[This event has been cancelled.]
Sustainability represents a contested concept that is open to different and partly exclusive interpretations. It consists of a norm cluster that includes environmental, social and economic norms. The 17 Sustainable Development Goals (SDGs) of the 2030 Agenda are determined by conflicting environmental, social and economic norms. Do policies of international organizations (IOs) for the implementation of the SDGs prefer specific components of (environmental, social and economic) sustainability? How far can IOs reach common understandings about conflicting goals that are included in single SDGs? These questions become especially relevant in the issue area of global food governance where contributions by different IOs are necessary to achieve SDG 2 that calls for the ending of hunger, to achieve food security, and to promote sustainable agriculture.
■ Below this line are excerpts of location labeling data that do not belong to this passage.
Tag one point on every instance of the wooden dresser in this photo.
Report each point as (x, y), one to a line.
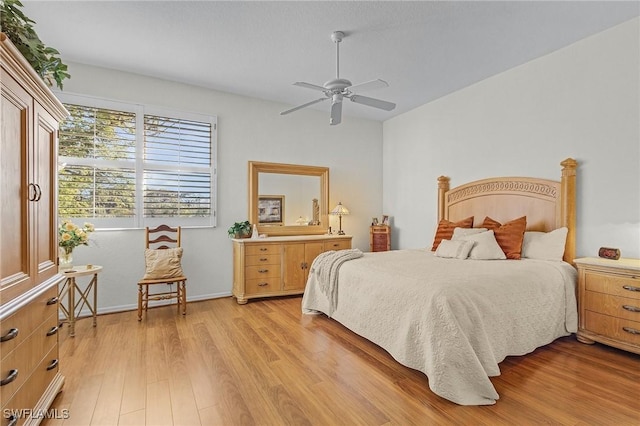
(380, 238)
(277, 266)
(609, 302)
(29, 275)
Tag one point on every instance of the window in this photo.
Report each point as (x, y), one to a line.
(124, 166)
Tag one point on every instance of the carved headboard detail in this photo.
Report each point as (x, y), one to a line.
(548, 204)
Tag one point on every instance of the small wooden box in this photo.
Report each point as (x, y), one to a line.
(380, 238)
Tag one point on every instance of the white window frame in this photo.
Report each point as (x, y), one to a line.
(138, 220)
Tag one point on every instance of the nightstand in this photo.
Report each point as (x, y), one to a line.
(609, 302)
(380, 238)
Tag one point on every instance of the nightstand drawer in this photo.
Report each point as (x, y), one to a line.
(619, 285)
(337, 245)
(616, 328)
(614, 306)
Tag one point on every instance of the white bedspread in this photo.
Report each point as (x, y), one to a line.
(454, 320)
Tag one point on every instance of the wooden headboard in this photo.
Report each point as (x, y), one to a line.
(548, 204)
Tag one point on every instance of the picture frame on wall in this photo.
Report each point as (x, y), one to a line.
(271, 209)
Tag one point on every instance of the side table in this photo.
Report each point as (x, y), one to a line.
(71, 287)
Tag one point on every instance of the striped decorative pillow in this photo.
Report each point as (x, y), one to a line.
(445, 230)
(509, 236)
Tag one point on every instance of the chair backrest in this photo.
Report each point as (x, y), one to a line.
(157, 237)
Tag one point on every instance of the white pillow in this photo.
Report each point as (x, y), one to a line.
(486, 247)
(454, 249)
(463, 232)
(544, 245)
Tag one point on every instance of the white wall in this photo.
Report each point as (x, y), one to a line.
(581, 101)
(248, 129)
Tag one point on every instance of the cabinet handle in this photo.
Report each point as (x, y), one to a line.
(38, 193)
(13, 374)
(53, 364)
(11, 334)
(35, 192)
(13, 420)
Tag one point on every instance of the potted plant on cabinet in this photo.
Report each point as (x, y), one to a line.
(19, 29)
(240, 230)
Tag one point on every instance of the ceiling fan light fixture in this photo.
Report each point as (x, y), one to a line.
(339, 88)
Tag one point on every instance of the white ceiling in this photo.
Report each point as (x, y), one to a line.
(423, 49)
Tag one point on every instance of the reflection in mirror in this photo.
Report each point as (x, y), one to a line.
(288, 199)
(298, 192)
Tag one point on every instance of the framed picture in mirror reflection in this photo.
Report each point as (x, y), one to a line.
(271, 209)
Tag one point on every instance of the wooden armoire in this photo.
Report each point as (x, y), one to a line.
(29, 278)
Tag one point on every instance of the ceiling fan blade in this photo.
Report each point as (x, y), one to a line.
(303, 106)
(309, 86)
(336, 113)
(376, 103)
(369, 85)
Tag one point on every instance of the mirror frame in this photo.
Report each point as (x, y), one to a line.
(257, 167)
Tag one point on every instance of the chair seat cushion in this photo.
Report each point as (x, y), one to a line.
(161, 264)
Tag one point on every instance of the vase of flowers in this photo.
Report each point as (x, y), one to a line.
(71, 236)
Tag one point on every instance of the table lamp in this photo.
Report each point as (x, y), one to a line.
(340, 211)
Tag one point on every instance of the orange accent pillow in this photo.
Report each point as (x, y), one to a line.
(445, 230)
(509, 236)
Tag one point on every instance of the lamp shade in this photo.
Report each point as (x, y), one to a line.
(340, 210)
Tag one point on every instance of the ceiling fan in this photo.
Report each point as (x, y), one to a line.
(339, 88)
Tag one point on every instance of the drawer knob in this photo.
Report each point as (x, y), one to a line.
(13, 374)
(11, 334)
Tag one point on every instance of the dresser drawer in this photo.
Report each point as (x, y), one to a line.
(616, 306)
(337, 245)
(615, 328)
(22, 322)
(254, 250)
(262, 259)
(37, 383)
(619, 285)
(262, 285)
(262, 271)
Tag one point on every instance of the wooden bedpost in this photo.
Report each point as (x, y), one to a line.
(443, 187)
(568, 206)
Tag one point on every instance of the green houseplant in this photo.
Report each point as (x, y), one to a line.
(240, 230)
(19, 29)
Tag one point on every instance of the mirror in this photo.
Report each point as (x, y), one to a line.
(288, 199)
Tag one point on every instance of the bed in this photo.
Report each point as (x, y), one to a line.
(456, 319)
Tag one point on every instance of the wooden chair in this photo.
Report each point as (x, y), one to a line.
(162, 238)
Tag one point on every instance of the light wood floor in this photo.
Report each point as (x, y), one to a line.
(265, 363)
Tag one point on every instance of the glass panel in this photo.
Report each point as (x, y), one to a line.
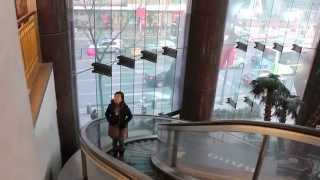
(287, 159)
(285, 22)
(227, 155)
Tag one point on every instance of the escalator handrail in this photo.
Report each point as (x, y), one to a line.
(293, 132)
(101, 158)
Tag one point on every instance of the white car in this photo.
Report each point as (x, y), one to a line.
(106, 45)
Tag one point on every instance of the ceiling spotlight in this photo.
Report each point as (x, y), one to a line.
(260, 46)
(102, 69)
(297, 48)
(127, 62)
(278, 47)
(150, 56)
(242, 46)
(169, 52)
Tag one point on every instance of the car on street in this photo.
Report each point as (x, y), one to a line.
(106, 45)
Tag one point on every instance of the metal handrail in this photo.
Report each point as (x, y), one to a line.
(297, 133)
(267, 129)
(102, 160)
(292, 132)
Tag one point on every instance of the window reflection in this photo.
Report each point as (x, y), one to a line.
(104, 29)
(285, 22)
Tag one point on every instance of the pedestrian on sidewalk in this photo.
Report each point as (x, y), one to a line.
(118, 115)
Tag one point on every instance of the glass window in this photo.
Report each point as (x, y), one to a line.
(105, 29)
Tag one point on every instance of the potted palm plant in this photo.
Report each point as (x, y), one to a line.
(269, 89)
(287, 106)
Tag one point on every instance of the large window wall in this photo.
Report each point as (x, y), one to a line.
(105, 29)
(285, 22)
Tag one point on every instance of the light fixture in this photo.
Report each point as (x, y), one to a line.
(169, 52)
(278, 47)
(127, 62)
(296, 48)
(102, 69)
(242, 46)
(150, 56)
(260, 46)
(232, 102)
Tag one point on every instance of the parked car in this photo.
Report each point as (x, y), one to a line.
(162, 79)
(106, 45)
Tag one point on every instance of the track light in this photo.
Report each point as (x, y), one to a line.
(102, 69)
(150, 56)
(296, 48)
(232, 102)
(278, 47)
(242, 46)
(127, 62)
(260, 46)
(169, 52)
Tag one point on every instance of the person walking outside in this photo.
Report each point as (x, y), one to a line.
(118, 115)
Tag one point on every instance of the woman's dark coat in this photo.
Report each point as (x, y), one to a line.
(118, 127)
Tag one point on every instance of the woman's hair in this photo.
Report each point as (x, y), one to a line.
(121, 94)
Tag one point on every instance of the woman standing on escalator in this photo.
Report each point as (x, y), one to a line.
(118, 115)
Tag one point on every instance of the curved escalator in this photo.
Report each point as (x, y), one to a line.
(164, 148)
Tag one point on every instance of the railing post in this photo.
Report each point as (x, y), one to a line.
(262, 153)
(174, 152)
(99, 134)
(154, 126)
(84, 166)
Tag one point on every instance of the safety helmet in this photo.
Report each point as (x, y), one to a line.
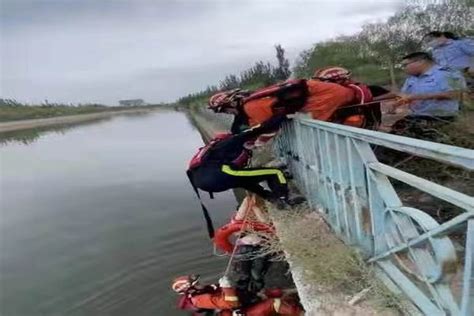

Building on findings from the research project TANNRE, funded by the German Federal Ministry of Education and Research (2017-2020), the talk explores how four key IOs of the global regime complex for food – FAO, UNEP, WHO and WTO – incorporate the different dimensions of sustainability and consider the different goals of SDG 2. It highlights IOs’ diverging and partly conflicting understandings of the sustainability norm cluster and discusses how these IOs can manage conflicting norm understandings.
Sandra Schwindenhammer is Assistant Professor at University of Giessen, Germany. In her research she focusses on global food- and sustainability issues, food and agricultural governance through standards, global norm contestation and the legitimacy and effectiveness of public and private organizations.